How and where did Freemasonry start?
It is not known, but it is well documented that the first recorded initiation in England was that of Sir Robert Moray (one of the outstanding Scots of the seventeenth century) on 20th May 1641. This took place in a Scottish Lodge just outside of Newcastle upon Tyne when the Scots Army was laying siege to Newcastle upon Tyne. A meeting of the Lodge of Edinburgh, St. Mary's Chapel took place and Sir Robert Moray was initiated. The earliest recorded making of a Freemason in an English Lodge is that of Elias Ashmole in 1646. Organized Freemasonry began with the founding of the Grand Lodge of England on 24 June 1717, the first Grand Lodge in the world. Ireland followed in 1725 and Scotland in 1736. According to a tradition dating to 1777, the first Masonic Lodge in France was founded in 1688 by the Royal Irish Regiment, which followed James II of England into exile, under the name "La Parfaite Égalité" of Saint-Germain-en-Laye. All the regular Grand Lodges in the world trace themselves back to one or more of the Grand Lodges in the British Isles.

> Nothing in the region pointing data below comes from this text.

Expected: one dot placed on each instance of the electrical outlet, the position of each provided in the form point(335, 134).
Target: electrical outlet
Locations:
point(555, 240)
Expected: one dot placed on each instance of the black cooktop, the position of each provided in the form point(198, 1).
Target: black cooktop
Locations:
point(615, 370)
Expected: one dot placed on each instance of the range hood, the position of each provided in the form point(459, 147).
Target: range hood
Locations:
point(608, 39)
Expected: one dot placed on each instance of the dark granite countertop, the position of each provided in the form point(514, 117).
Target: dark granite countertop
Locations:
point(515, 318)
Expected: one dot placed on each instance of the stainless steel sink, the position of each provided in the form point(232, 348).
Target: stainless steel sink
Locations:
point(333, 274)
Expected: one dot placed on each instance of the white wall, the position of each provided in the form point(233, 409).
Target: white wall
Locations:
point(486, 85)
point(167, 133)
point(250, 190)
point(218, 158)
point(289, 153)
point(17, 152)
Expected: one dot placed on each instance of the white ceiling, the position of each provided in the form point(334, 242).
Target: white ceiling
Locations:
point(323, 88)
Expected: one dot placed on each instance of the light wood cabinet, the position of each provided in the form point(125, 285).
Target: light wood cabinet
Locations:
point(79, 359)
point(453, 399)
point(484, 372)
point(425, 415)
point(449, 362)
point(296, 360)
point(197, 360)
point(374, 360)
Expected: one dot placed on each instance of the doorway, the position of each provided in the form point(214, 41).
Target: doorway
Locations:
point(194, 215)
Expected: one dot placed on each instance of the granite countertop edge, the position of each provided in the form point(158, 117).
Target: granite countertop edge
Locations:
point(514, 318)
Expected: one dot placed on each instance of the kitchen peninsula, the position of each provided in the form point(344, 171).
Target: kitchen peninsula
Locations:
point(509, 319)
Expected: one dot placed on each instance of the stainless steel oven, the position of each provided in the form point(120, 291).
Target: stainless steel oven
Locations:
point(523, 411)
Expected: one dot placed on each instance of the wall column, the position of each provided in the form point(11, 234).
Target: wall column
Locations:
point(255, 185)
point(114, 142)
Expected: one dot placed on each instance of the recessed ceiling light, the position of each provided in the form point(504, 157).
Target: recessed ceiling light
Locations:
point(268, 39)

There are two main theories of origin. According to one, the operative stonemasons who built the great cathedrals and castles had lodges in which they discussed trade affairs. They had simple initiation ceremonies and, as there were no City and Guilds certificates, dues cards or trade union membership cards, they adopted secret signs and words to demonstrate that they were trained masons when they moved from site to site. In the 1600s, these operative lodges began to accept non-operatives as "gentlemen masons". Gradually these non-operatives took over the lodges and turned them from operative to 'free and accepted' or 'speculative' lodges. The other theory is that in the late 1500s and early 1600s, there was a group which was interested in the promotion of religious and political tolerance in an age of great intolerance when differences of opinion on matters of religion and politics were to lead to bloody civil war. In forming Freemasonry, they were trying to make better men and build a better world. As the means of teaching in those days was by allegory and symbolism, they took the idea of building as the central allegory on which to form their system. The main source of allegory was the Bible, the contents of which were known to everyone even if they could not read, and the only building described in detail in the Bible was King Solomon's Temple, which became the basis of the ritual. The old trade guilds provided them with their basis administration of a Master, Wardens, Treasurer and Secretary, and the operative mason's tools provided them with a wealth of symbols with which to illustrate the moral teachings of Freemasonry.